Sungguh, lagi-lagi Ten harus merasakan gelitikan rasa tidak nyaman itu. Pasangan itu terlihat sangat bahagia dengan kehadiran bayi mereka. Kenapa ia tidak bisa seperti itu? Kenapa ia tidak bisa bahagia dengan kehadiran bayinya?

"Bagaimana? Apa kata Dokter?" suara Johnny menyadarkan lamunannya. Tanpa sadar Ten sudah kembali masuk ke dalam mobil. Johnny menunggunya sejak tadi di sini.

"Tidak bisa, terlalu berbahaya." jawab Ten dingin. Johnny mendecak kesal. Ia memegang setirnya kuat-kuat.

"Cari dokter lain." katanya memaksa. Ten mendengus.

"Semua dokter akan mengatakan hal yang sama." Sahut Ten.

"Kalau begitu, cari cara lain, dengan obat-obatan misalnya?" ucap Johnny. Ten memalingkan wajahnya ke jendela luar. Kemudian tertawa meremehkan.

"Tidak usah, aku tidak ingin melakukannya." jawab Ten sambil memandang seorang ibu di halaman rumah sakit tengah menimang anaknya. Ten mengelus perutnya.

"Apa? Ten, kita sudah bicarakan ini, Aku. Tidak. Mau. Punya. Anak. Kalau kau menikah, kita menikah sekarang tapi tidak dengan anak." Johnny menekankan. Ten balik dan menatapnya nyalang.
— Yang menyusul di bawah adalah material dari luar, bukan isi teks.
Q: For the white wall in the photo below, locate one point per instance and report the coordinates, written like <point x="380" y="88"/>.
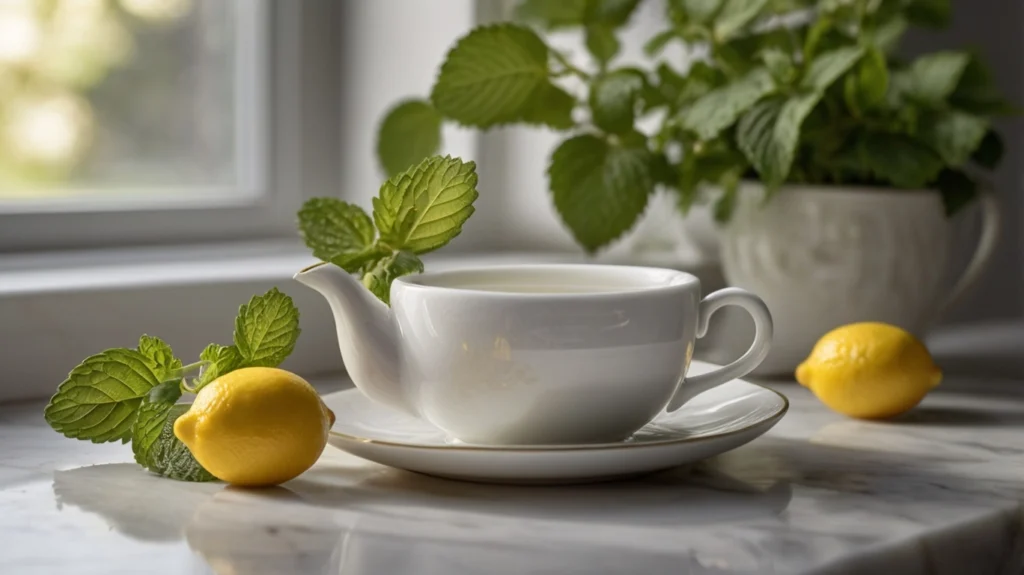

"Tapi aku mau! Aku mau punya anak! Aku mau membesarkannya!" sahut Ten.

"Ten! Apa kau paham? Turuti saja perintahku atau kalau kau lebih memilih anak itu, tinggalkan aku sekarang." titah Johnny lagi balas memplototinya. Ten menggertakkan gigi.

"Baik, akan ku lakukan," Ten melepas safety beltnya dan keluar dari mobil. "Karena aku tidak mau melahirkan anak yang memiliki sifat egois sepertimu, kita berakhir, jangan pernah hubungi aku lagi." Untuk kedua kalinya Johnny mendengar deguman keras dari pintu mobilnya.

. . .

"Bingeul Bingeul round~ What comes around~" Taeyong bersenandung sambil mengemudikan mobilnya. Ia sengaja menyalakan musik favoritnya keras-keras. Seperti biasa, Taeyong menjalani hari-harinya dengan bahagia. Meskipun ia sempat bersedih setelah hari pernikahan Doyoung waktu itu, Taeyong berusaha untuk bangkit. Taeyong meyakinkan dirinya bahwa ia dan Ten memang tidak ditakdirkan untuk bersama sebagai kekasih.

Ia juga meyakinkan dirinya bahwa ia dan Ten berteman saja sudah cukup. Apalagi profesi mereka membuat keduanya akan sering bertemu. Selama mereka masih menjalin kerja sama, Taeyong akan sering bolak balik butik Ten dan bertemu dengan Ten untuk membicarakan koleksi seperti apa yang diinginkannya.

Ketika mobilnya mendekati sebuah halte, Taeyong melihat sosok yang tidak asing. Ia mengerutkan kening juga memicitkan mata untuk melihatnya dengan jelas. "Ten?" gumamnya. Kalau tidak salah lihat, pria bersweter kuning dan celana pendek putih itu adalah Ten. Ten tampak duduk termangu di halte itu. Tatapannya kosong. Semakin Taeyong mendekat dengan halte itu terlihat lebih jelas wajah sembab Ten.